I’ve resolved to leave the United States to travel around the world for my 28th year.  As I’ve said before, I spent so many years trying to be somebody else that it’s difficult to say exactly who I truly am.  I hope to find that this coming year – free from work, school, and loved ones.  I know some of what makes me tick, but I don’t know how those things fit together.  When I return in August of 2008, I hope to add a new chapter to this called ‘What I Discovered,’ and use that knowledge to further shape the direction my life will take.  I plan to travel with my possessions on my back, sleep on couches of former classmates, write, dig trench toilets, volunteer at orphanages and legal clinics, rekindle old friendships, create new relationships, write more, challenge myself, and hopefully learn how to play the guitar.

Vital Stats


Name: Joseph Adamje ‘AJ’ Feeney-Ruiz

Nickname: AJ - Which stands for Adamje (pronounced: Adam - Jay), which stands for Adam Jésus

Birth Date: September 8, 1980 (Virgo - double Cancer Rising, Year of the Monkey, Three of Diamonds)

Hometown/Nationality: Indianapolis, Indiana/USA

Ethnicity: Puerto Rican (Taini Indian) and Scotch Irish (hence the flat face, tan skin, red hair and freckles)

Height: 6’1” (194cm)

Weight: About 180-190lbs (79-84kg) (depending on food and drink consumption and physical activity)

Significant Other: My guitar “Gracie”

Occupation: Currently “International Adventurer,”  formerly Communications Director and JD/MBA Student

Education: K-6th Grade (St.

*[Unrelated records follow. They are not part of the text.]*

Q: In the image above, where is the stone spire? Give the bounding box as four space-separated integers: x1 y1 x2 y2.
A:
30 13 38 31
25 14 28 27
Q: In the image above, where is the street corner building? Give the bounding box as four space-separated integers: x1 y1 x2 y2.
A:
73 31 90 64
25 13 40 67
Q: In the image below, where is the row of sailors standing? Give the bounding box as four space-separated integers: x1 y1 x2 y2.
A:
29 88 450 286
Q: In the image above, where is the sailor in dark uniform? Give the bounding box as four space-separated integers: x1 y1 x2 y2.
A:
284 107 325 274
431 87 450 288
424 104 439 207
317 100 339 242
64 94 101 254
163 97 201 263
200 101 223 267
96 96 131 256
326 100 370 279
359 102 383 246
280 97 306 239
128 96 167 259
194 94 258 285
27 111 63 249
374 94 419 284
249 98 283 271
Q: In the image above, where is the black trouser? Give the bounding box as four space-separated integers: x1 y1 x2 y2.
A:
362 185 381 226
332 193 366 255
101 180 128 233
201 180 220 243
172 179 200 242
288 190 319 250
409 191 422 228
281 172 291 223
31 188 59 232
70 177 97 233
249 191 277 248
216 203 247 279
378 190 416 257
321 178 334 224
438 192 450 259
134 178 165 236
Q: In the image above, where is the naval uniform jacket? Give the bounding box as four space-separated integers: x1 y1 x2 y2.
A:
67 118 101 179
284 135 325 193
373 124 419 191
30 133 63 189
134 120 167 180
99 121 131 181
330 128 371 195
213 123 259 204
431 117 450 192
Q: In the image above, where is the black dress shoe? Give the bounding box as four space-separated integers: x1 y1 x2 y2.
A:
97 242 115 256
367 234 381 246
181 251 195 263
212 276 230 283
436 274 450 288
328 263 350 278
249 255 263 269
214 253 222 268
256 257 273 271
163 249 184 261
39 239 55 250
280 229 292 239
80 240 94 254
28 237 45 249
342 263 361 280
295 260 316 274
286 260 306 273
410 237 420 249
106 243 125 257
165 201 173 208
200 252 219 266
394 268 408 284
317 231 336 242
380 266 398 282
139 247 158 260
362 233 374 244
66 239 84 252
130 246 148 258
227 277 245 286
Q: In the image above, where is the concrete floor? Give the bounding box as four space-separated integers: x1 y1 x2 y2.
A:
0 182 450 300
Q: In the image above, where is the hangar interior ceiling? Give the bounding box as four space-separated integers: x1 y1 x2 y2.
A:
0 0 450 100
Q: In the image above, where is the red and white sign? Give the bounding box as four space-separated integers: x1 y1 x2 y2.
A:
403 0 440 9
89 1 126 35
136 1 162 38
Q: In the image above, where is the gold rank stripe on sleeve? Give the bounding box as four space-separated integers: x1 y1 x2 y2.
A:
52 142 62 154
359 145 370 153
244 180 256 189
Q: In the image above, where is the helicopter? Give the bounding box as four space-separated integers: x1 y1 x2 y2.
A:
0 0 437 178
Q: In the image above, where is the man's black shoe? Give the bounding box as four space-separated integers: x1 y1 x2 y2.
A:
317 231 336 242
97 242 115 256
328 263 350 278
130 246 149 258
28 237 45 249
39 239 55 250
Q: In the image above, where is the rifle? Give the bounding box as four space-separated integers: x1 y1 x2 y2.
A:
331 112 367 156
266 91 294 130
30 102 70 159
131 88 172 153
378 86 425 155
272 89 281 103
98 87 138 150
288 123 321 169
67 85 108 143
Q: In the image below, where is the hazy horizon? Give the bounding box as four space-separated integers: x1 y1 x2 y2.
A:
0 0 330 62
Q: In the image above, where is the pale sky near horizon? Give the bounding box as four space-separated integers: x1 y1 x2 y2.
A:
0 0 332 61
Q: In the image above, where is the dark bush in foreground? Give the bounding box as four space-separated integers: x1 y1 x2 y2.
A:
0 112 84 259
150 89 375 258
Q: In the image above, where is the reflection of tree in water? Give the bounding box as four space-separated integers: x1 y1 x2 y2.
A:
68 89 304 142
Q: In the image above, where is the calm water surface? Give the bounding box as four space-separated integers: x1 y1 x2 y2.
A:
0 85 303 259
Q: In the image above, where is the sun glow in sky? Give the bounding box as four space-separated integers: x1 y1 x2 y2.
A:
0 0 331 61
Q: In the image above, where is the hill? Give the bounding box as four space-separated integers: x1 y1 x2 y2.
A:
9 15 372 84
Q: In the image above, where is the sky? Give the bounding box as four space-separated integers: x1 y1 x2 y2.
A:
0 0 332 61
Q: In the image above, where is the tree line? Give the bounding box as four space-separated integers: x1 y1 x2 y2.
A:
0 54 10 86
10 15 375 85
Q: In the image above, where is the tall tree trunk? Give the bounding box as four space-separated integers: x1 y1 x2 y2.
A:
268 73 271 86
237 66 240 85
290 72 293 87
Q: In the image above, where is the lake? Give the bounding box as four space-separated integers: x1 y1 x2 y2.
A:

Richard’s Episcopal School - Indianapolis, IN 1992), 7-8th Grade (St. Joseph’s Episcopal School - Boynton Beach, FL 1994), High School Diploma (Martinsville High School - Martinsville, IN 1998), I.B. (United World College - USA - Montezuma, NM 1999), B.A. Political Science (DePauw University - Greencastle, IN 2004), J.D./M.B.A. (Indiana University - Indianapolis, IN Expected 2009)

Heroes: My mom, Teddy Roosevelt, and Indiana Jones

Favorite Books: Not Fade Away, Travels, Lamb: The Gospel According to Biff

Favorite Movies:  Indiana Jones Trilogy, Saving Private Ryan, Batman & Batman Begins

Food: Pumpkin pie, Anything cooked on a charcoal grill

Drink: Milk, Apple Juice, Green Tea, Gin and Tonic, Mojito

Hobbies:  Travel, SCUBA, Thai Kickboxing, Gadgets, Reading, Swimming, Guitar, Indianapolis Colts Football (American), Chicago Cubs (Major League Baseball)

AJ's Bio

Copyright © 2007, Joseph Adamje Feeney-Ruiz. All rights reserved.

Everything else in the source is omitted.